El 11 de diciembre pasado se cumplieron 105 años de la muerte de Aleksandr Solzhenitsyn, portador de un doble milagro: el de haber sobrevivido a las atrocidades del Gulag soviético y el de haberlo narrado.
Se trata de una de las obras literarias más poderosas del siglo XX. También una de las más originales, pues el fondo de la energía en la resistencia personal de Solzhenitsyn y en la autenticidad de su relato, no viene de la tradición occidental de la defensa de la libertad contra la opresión, sino de un fondo religioso que no sé si llamar profético, pero cuyo sentido es el ejercicio de una espiritualidad en cierto modo externa al mundo, la espiritualidad de un creyente, digamos Job, ante las adversidades de la existencia.

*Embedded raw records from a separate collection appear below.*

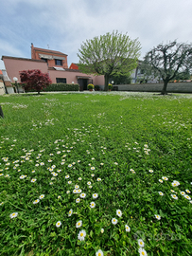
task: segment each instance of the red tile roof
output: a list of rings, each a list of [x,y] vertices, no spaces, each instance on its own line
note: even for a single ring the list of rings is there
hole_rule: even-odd
[[[38,62],[38,63],[44,63],[42,60],[33,60],[33,59],[27,59],[27,58],[18,58],[18,57],[10,57],[10,56],[2,56],[3,59],[14,59],[14,60],[21,60],[21,61],[30,61],[30,62]]]
[[[49,50],[49,49],[43,49],[43,48],[37,48],[37,47],[34,47],[34,50],[41,51],[41,52],[51,53],[51,54],[60,54],[60,55],[68,56],[67,54],[64,54],[64,53],[62,53],[61,51],[57,51],[57,50]]]

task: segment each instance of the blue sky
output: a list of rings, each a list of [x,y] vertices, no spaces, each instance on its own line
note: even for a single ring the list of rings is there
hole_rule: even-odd
[[[0,58],[30,58],[33,43],[70,65],[83,41],[113,30],[138,38],[140,59],[160,43],[192,43],[192,0],[2,0],[0,9]]]

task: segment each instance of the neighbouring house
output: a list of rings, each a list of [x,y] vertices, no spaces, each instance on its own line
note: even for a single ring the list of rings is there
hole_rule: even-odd
[[[70,69],[79,69],[79,65],[77,64],[72,63],[69,66]]]
[[[104,76],[86,75],[80,70],[68,68],[67,55],[55,50],[34,47],[31,44],[31,59],[2,56],[9,83],[13,78],[20,82],[20,71],[40,69],[48,73],[53,83],[79,83],[79,90],[87,90],[87,84],[104,85]],[[13,88],[12,88],[13,92]]]

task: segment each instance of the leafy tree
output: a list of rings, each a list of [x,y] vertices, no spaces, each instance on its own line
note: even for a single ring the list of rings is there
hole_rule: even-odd
[[[162,94],[165,95],[168,82],[191,68],[191,55],[192,45],[177,43],[176,40],[166,45],[160,44],[146,54],[142,68],[147,75],[163,80]]]
[[[48,73],[42,73],[39,69],[21,71],[20,80],[25,90],[32,89],[37,91],[38,94],[52,82]]]
[[[78,53],[79,66],[83,73],[104,75],[104,90],[108,91],[111,76],[129,75],[137,66],[140,49],[138,39],[113,31],[83,42]]]

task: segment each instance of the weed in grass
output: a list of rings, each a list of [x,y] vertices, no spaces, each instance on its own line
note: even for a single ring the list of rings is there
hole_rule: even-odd
[[[189,95],[0,101],[2,255],[190,255]]]

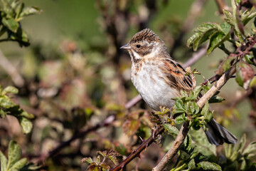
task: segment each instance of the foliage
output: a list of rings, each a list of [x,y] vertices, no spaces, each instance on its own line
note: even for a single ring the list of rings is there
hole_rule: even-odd
[[[110,167],[106,164],[106,160],[110,160],[116,165],[117,163],[117,157],[121,156],[118,152],[110,150],[110,151],[97,152],[99,154],[95,162],[93,162],[91,157],[85,157],[82,159],[82,162],[87,162],[90,165],[87,170],[102,170],[107,171],[110,170]],[[103,157],[102,161],[100,161],[100,156]]]
[[[1,171],[35,170],[40,167],[27,163],[26,158],[21,158],[21,148],[15,141],[10,141],[8,147],[8,158],[0,151]]]
[[[7,37],[0,41],[14,41],[21,46],[28,46],[28,35],[22,29],[20,21],[27,16],[39,14],[41,9],[36,6],[25,7],[24,3],[18,0],[1,0],[1,6],[0,36],[6,33]]]
[[[221,149],[216,150],[215,145],[208,143],[203,130],[207,129],[206,125],[213,115],[224,125],[227,125],[227,120],[230,123],[244,123],[237,121],[240,119],[238,114],[234,116],[234,113],[239,111],[236,106],[240,102],[237,102],[234,95],[224,93],[221,96],[226,100],[222,103],[224,98],[216,93],[201,108],[197,104],[198,100],[215,86],[214,82],[232,67],[236,68],[238,84],[248,90],[247,92],[252,92],[250,97],[249,95],[243,97],[244,99],[255,104],[252,103],[254,98],[250,98],[255,92],[253,89],[256,61],[255,7],[249,1],[246,4],[244,4],[246,1],[233,1],[232,11],[223,11],[222,23],[206,22],[199,25],[187,41],[188,46],[195,51],[201,50],[202,45],[208,42],[207,53],[219,66],[216,75],[209,80],[204,79],[203,83],[196,86],[193,75],[199,74],[199,71],[186,68],[186,75],[193,78],[193,90],[181,91],[182,96],[174,99],[176,103],[173,108],[162,106],[160,111],[151,113],[144,102],[137,103],[132,107],[127,103],[137,93],[130,81],[130,58],[119,47],[137,31],[151,26],[152,21],[160,16],[159,12],[165,11],[170,2],[95,1],[99,14],[97,22],[102,34],[92,38],[92,42],[87,41],[83,33],[76,33],[77,37],[63,38],[60,42],[50,39],[51,43],[47,44],[32,43],[23,56],[21,56],[21,59],[18,58],[22,63],[18,63],[16,69],[25,84],[19,88],[18,92],[11,86],[1,88],[0,115],[1,118],[6,115],[16,117],[23,127],[23,133],[13,133],[11,130],[16,128],[16,123],[9,124],[11,122],[6,119],[1,119],[1,123],[7,123],[1,124],[1,150],[6,152],[8,142],[14,139],[21,145],[24,156],[28,157],[26,160],[33,161],[36,165],[43,162],[41,170],[81,170],[81,167],[82,170],[110,170],[118,165],[122,165],[122,168],[126,170],[134,168],[151,170],[174,144],[179,133],[179,125],[186,123],[189,124],[189,133],[178,152],[178,158],[172,160],[166,170],[253,169],[255,165],[254,142],[248,142],[249,145],[245,148],[243,138],[240,143],[225,145],[223,152],[220,152]],[[16,41],[21,46],[28,46],[29,41],[20,21],[28,14],[38,14],[41,10],[37,7],[24,7],[21,1],[2,0],[1,2],[1,28],[5,28],[1,29],[6,33],[1,36],[7,36],[1,41]],[[57,1],[54,3],[60,4]],[[184,7],[183,10],[187,9]],[[181,58],[178,60],[182,60],[191,57],[192,52],[178,45],[184,44],[181,36],[188,33],[182,26],[188,25],[177,15],[160,21],[159,24],[156,24],[154,31],[168,47],[174,47],[175,54]],[[191,16],[188,14],[188,21],[192,22],[193,20],[189,19]],[[70,17],[76,19],[71,14]],[[6,21],[3,22],[3,19]],[[248,31],[250,24],[252,26]],[[86,33],[85,35],[90,34]],[[227,54],[220,62],[211,53],[218,48]],[[16,58],[9,59],[14,64],[17,62]],[[10,78],[1,78],[3,84],[9,84]],[[15,95],[11,95],[11,93]],[[215,111],[209,110],[209,104],[212,103],[218,103],[217,107],[213,107]],[[28,112],[16,104],[24,106],[23,109]],[[28,113],[33,113],[35,118]],[[218,117],[218,114],[222,117]],[[163,131],[157,134],[160,135],[154,135],[159,128],[163,128]],[[236,135],[245,131],[245,128],[241,128]],[[152,140],[147,143],[150,138]],[[157,143],[153,146],[151,143],[154,141]],[[19,147],[14,141],[11,140],[11,143]],[[121,155],[123,158],[127,158],[129,155],[142,147],[146,150],[139,150],[139,155],[132,158],[132,162],[129,165],[123,162]],[[12,152],[9,150],[9,155],[10,151]],[[221,152],[225,153],[225,156],[221,155]],[[16,155],[15,163],[21,160],[20,155]],[[11,160],[13,161],[9,157],[7,160],[1,153],[1,164],[8,165]],[[21,167],[21,170],[36,168],[33,163],[26,162],[17,170]]]
[[[32,130],[32,123],[30,120],[34,116],[21,109],[8,95],[8,93],[18,93],[18,89],[13,86],[8,86],[4,89],[0,87],[0,117],[4,118],[6,115],[15,116],[21,124],[22,131],[24,133],[29,133]]]

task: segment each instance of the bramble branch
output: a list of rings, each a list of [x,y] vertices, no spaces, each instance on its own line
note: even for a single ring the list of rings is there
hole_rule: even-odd
[[[207,93],[203,95],[203,97],[197,102],[200,108],[202,108],[203,105],[208,102],[208,100],[214,95],[214,94],[220,90],[227,82],[227,81],[235,73],[235,66],[231,67],[231,68],[225,72],[220,79],[212,86]],[[171,160],[175,156],[178,152],[178,150],[181,147],[182,144],[184,142],[186,136],[187,135],[189,129],[188,123],[184,123],[181,130],[178,133],[178,135],[175,140],[173,145],[171,149],[167,152],[167,153],[164,156],[160,162],[153,168],[153,171],[160,171],[164,170],[164,167],[167,164],[171,161]]]

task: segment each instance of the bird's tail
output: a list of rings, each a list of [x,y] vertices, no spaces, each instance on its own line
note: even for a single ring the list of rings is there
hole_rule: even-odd
[[[207,124],[208,130],[206,132],[209,142],[215,145],[222,145],[224,142],[235,144],[237,142],[237,138],[227,130],[224,127],[218,124],[213,119]]]

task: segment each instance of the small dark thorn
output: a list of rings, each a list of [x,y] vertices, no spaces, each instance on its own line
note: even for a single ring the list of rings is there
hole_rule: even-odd
[[[141,136],[139,136],[139,139],[141,139],[141,140],[142,141],[142,142],[144,141],[142,138],[141,138]]]

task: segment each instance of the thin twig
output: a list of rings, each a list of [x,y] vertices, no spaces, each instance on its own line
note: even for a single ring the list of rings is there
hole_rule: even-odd
[[[212,86],[207,93],[203,95],[203,97],[197,102],[199,108],[201,108],[208,102],[208,100],[213,97],[215,93],[220,90],[227,81],[235,73],[235,66],[233,66],[228,71],[225,72],[216,83]],[[171,161],[174,156],[178,152],[181,145],[184,142],[186,135],[188,133],[189,129],[188,128],[188,123],[184,123],[182,125],[178,135],[172,145],[171,149],[161,160],[160,162],[153,168],[154,171],[164,170],[167,164]]]
[[[139,153],[142,152],[145,148],[149,146],[154,140],[154,137],[156,137],[158,135],[162,133],[164,129],[162,126],[160,126],[156,131],[151,134],[150,138],[143,142],[135,150],[134,150],[124,160],[120,162],[118,165],[111,170],[111,171],[117,171],[122,170],[122,168],[127,165],[132,160],[138,157]]]
[[[225,0],[215,0],[215,2],[220,14],[223,14],[223,9],[228,9],[228,6],[227,6]]]
[[[201,49],[198,50],[197,52],[195,52],[193,53],[192,57],[189,58],[186,63],[182,64],[182,66],[183,68],[186,68],[188,66],[192,66],[194,64],[196,61],[198,61],[201,58],[202,58],[204,54],[206,54],[207,47],[204,46]],[[132,106],[135,105],[137,103],[138,103],[140,100],[142,100],[142,98],[139,94],[137,96],[135,96],[134,98],[132,98],[131,100],[127,102],[125,105],[125,108],[129,109]]]
[[[183,123],[171,149],[161,160],[160,162],[153,168],[152,171],[163,170],[167,164],[171,161],[171,160],[176,155],[176,154],[177,154],[183,142],[184,142],[186,135],[188,135],[189,130],[188,125],[189,124],[187,122]]]
[[[25,84],[25,81],[19,74],[16,68],[11,64],[11,63],[4,55],[0,50],[0,65],[11,76],[11,80],[14,84],[18,87],[23,87]]]

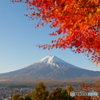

Este linaje quedó claro cuando, ya emigrado, recibido como un héroe literario y político en Occidente, para sorpresa e irritación de muchos, hizo la crítica espiritual del Occidente que lo celebraba.
Una pieza de esa crítica fue su discurso en Harvard de 1978, un elocuente compendio de su malestar con Occidente.
Peor: de la debilidad intrínseca de Occidente como una civilización capaz de responder a las necesidades profundas del ser humano, en particular a esa dimensión espiritual que está más allá del bienestar o el confort, el consumo, la legalidad, o la defensa de los derechos humanos, las libertades públicas y hasta la igualdad ante la ley.
La debilidad mayor de Occidente, dijo Solzhenitsyn, era creer a ciegas en la universalidad de sus propios valores, y mirar hacia el resto de las naciones como un universo que, tarde o temprano, encontraría su forma de parecerse a Occidente.
Su advertencia de entonces tiene una realidad amenazante hoy: fuera de Occidente, dijo Solzhenitsyn, existía no sólo el Tercer Mundo, expresión de moda entonces, sino varios otros mundos, distintos sino es que inasimilables, a Occidente.
La “ceguera de la superioridad”, le impedía a Occidente ver esos otros mundos: “culturas autónomas arraigadas profundamente”, extendidas “sobre la mayor parte de la Tierra”, “llenas de acertijos y sorpresas para el pensamiento Occidental”, entre las que había que incluir, “como mínimo, a China, la India, el mundo musulmán y África”.
Lo decía el 8 de junio de 1978. Y era sólo el primer pasaje de su discurso.